With it's low AP and average HE canon, the ASU-85 is intended to be an anti-infantry vehicle, with a HMG giving it a mean of defending itself against their transports. However, it has a terrible operational range and speed, preventing it from being used offensively. Also, it is mostly outclassed by the SU-122-54, which fits the role much better most regards. This is a unit designed for one task and it is not particularly good at it.
The ASU-85 incredibly cheap price and modest armour can allow a player to mass them in large numbers as cannon fodder, and even score a few kills against light armoured assaults.
The HMG of this unit may have some utility against air units, forcing them to switch targets, however don't expect to be scoring points in this way unless you are playing against inexperienced opponents.

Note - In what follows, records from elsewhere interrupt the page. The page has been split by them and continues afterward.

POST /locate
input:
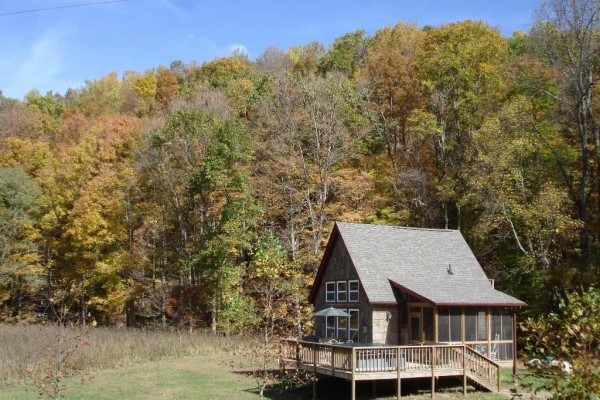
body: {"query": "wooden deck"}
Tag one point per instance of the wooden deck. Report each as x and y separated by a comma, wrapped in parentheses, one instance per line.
(358, 363)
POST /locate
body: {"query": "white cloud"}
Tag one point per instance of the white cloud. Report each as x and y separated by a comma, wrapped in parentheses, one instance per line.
(237, 47)
(41, 65)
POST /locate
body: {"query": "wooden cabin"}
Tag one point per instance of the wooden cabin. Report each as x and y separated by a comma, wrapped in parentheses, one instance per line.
(408, 286)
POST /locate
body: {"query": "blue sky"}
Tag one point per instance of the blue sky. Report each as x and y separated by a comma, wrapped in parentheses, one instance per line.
(58, 49)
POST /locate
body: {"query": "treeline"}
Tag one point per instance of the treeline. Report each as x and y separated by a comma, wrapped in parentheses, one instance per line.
(202, 195)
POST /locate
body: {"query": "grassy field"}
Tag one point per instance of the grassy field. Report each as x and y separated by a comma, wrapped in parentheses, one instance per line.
(117, 364)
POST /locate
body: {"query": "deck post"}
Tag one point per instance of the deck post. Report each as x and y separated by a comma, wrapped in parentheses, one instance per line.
(314, 371)
(514, 314)
(353, 370)
(398, 366)
(464, 369)
(432, 371)
(332, 360)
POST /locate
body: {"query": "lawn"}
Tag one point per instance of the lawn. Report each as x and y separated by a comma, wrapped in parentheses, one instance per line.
(117, 364)
(191, 377)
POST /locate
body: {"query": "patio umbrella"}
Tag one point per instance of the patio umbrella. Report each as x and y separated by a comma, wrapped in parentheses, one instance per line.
(331, 312)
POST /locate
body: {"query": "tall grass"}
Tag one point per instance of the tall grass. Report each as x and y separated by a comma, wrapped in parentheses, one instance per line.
(25, 349)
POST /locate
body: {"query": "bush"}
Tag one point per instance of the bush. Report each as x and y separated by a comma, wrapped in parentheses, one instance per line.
(571, 334)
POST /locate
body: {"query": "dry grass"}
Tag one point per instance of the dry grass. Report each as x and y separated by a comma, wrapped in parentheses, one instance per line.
(25, 349)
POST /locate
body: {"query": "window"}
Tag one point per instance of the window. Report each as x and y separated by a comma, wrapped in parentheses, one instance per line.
(330, 292)
(449, 325)
(353, 291)
(342, 294)
(475, 325)
(330, 326)
(353, 325)
(501, 325)
(481, 325)
(342, 323)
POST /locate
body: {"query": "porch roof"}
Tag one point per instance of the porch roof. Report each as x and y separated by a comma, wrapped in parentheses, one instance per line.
(435, 265)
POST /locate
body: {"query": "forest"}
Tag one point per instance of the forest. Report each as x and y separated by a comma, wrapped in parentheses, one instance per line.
(200, 196)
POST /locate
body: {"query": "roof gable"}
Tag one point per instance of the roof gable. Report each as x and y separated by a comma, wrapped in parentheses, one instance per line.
(435, 264)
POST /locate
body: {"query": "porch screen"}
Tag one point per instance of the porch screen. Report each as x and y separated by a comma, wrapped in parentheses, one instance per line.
(501, 325)
(449, 325)
(475, 325)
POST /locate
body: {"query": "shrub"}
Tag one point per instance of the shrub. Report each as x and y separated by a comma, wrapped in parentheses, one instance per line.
(571, 334)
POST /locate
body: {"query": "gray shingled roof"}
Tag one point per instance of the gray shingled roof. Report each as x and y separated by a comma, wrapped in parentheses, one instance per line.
(417, 260)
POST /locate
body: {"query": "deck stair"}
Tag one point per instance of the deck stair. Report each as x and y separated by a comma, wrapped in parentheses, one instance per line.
(367, 362)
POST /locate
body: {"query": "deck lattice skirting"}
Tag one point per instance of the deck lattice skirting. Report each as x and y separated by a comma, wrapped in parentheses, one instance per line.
(355, 363)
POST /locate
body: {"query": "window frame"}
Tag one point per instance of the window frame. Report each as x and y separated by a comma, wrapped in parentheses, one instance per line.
(351, 318)
(339, 292)
(351, 291)
(327, 292)
(338, 326)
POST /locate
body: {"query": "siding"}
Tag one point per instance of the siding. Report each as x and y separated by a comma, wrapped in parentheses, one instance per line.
(385, 330)
(340, 268)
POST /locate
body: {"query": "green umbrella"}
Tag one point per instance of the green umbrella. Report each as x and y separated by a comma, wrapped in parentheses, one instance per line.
(331, 312)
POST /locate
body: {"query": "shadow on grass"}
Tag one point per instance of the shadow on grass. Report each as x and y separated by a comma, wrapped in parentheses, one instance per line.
(330, 388)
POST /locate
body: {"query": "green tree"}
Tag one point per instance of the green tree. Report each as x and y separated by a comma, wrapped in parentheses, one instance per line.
(229, 223)
(566, 35)
(346, 54)
(20, 271)
(571, 334)
(460, 67)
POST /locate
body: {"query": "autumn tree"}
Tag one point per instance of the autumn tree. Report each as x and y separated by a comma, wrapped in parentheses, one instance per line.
(393, 94)
(460, 68)
(20, 271)
(346, 54)
(308, 126)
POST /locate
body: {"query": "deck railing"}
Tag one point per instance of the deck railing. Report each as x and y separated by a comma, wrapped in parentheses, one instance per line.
(379, 359)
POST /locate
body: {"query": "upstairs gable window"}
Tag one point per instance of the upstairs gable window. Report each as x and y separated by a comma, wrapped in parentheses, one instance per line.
(353, 291)
(342, 294)
(330, 292)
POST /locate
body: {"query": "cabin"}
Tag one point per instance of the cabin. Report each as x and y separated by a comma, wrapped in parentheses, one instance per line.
(409, 287)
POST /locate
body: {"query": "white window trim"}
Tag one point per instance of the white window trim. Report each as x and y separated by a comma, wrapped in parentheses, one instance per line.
(350, 311)
(353, 291)
(328, 291)
(337, 327)
(334, 327)
(338, 292)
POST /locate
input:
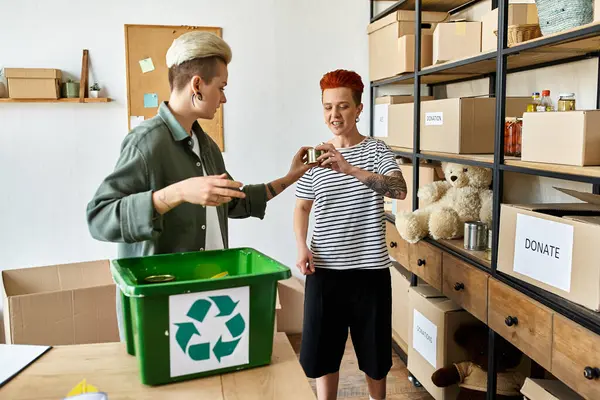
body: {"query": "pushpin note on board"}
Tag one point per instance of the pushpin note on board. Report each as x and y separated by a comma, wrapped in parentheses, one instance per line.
(147, 65)
(82, 387)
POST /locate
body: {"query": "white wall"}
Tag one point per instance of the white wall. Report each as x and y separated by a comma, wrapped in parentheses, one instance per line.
(53, 156)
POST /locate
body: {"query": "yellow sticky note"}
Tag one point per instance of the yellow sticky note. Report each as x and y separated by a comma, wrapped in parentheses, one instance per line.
(147, 65)
(81, 388)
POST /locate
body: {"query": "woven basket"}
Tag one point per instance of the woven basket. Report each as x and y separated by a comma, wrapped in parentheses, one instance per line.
(521, 33)
(559, 15)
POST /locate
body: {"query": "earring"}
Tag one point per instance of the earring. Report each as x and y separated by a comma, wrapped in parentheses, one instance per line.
(196, 96)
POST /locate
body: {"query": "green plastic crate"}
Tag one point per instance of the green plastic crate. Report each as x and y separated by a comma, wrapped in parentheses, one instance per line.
(197, 325)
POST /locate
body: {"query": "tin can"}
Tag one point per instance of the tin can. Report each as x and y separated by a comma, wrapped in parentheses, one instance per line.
(475, 236)
(313, 154)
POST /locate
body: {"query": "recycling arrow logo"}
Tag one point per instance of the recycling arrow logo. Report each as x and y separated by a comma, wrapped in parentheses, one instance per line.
(198, 312)
(209, 329)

An unexceptional vehicle in terms of competitive value, the ASU-85 can be still interesting for players building decks with underdog units, or wishing to have some extra challenge.

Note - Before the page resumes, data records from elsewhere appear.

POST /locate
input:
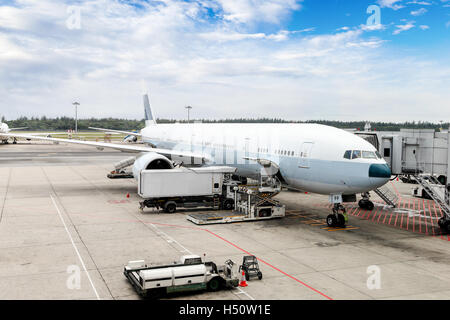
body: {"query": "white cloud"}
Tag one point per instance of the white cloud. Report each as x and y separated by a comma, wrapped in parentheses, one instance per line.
(419, 12)
(247, 11)
(224, 68)
(393, 4)
(422, 3)
(403, 27)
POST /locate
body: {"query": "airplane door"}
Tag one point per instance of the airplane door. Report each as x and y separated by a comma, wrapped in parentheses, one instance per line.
(305, 154)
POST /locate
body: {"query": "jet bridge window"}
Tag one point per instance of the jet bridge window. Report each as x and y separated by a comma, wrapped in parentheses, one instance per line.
(356, 154)
(369, 155)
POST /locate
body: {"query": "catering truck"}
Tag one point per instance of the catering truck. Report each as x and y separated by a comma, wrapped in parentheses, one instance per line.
(188, 274)
(170, 189)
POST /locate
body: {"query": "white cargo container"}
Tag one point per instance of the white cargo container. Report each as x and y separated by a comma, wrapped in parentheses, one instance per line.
(189, 274)
(182, 182)
(185, 187)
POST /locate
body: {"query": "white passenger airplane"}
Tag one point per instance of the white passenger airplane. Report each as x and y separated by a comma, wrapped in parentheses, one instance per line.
(4, 128)
(308, 157)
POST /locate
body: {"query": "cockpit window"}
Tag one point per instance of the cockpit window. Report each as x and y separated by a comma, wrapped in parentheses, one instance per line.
(356, 154)
(369, 155)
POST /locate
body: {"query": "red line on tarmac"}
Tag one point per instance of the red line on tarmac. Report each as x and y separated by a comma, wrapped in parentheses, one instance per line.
(239, 248)
(425, 219)
(395, 189)
(409, 207)
(375, 214)
(431, 219)
(420, 216)
(353, 212)
(389, 223)
(360, 213)
(366, 212)
(435, 214)
(275, 268)
(440, 210)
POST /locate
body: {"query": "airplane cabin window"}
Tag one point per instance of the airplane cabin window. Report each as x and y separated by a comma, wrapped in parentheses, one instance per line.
(356, 154)
(369, 155)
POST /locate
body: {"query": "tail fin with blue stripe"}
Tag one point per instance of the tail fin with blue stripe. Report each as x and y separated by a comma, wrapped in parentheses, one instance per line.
(149, 117)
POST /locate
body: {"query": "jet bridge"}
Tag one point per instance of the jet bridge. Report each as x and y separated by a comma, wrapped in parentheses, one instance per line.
(420, 156)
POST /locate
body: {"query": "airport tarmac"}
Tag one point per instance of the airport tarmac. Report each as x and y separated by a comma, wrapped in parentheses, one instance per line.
(60, 216)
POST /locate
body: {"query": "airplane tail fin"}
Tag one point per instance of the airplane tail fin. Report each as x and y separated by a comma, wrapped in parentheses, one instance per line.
(149, 117)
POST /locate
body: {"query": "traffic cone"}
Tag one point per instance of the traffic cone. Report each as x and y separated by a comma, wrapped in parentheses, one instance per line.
(243, 283)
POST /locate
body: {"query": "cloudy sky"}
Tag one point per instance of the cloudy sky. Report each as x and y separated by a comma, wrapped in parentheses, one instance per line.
(294, 59)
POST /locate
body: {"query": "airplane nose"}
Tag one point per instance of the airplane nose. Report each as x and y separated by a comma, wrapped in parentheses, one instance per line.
(379, 171)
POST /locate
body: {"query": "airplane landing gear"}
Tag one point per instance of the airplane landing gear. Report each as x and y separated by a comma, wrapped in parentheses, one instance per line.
(365, 203)
(444, 224)
(337, 219)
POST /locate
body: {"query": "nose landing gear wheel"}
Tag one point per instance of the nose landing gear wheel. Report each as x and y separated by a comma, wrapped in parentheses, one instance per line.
(366, 204)
(341, 221)
(331, 220)
(444, 224)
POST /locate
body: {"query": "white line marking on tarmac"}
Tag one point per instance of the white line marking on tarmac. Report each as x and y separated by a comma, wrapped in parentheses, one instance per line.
(169, 239)
(75, 247)
(243, 292)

Development of a new assault gun for the armed forces started at the OKB-40 design bureau of the Mytishchi Mashine Building Plant (MMZ), under the supervision of chief designer Nikolaj Aleksandrovich Astrov. The first Ob'yekt 573 prototype was ready for factory tests in the second half of 1953. This first vehicle was followed by a small batch of three improved vehicles that were evaluated by the armed forces in 1956-1957. The improved vehicles were powered by a new, horizontal six cylinder diesel engine, the YaMZ-206V, instead of the original V-6 of the PT-76.
In 1958 the order to start series production of the SU-85 - as it was initially known (although there was already a vehicle with that same name, based on the T-34) - was given. However, as a result of an order from the Ministry of Defense to add an armoured roof (the initial vehicles were still open-topped), series production could only begin in 1961. By then, the configuration was already out of date and in the second half of the 1960s the VDV became the main operator of the SU-85 and renamed it into ASU-85.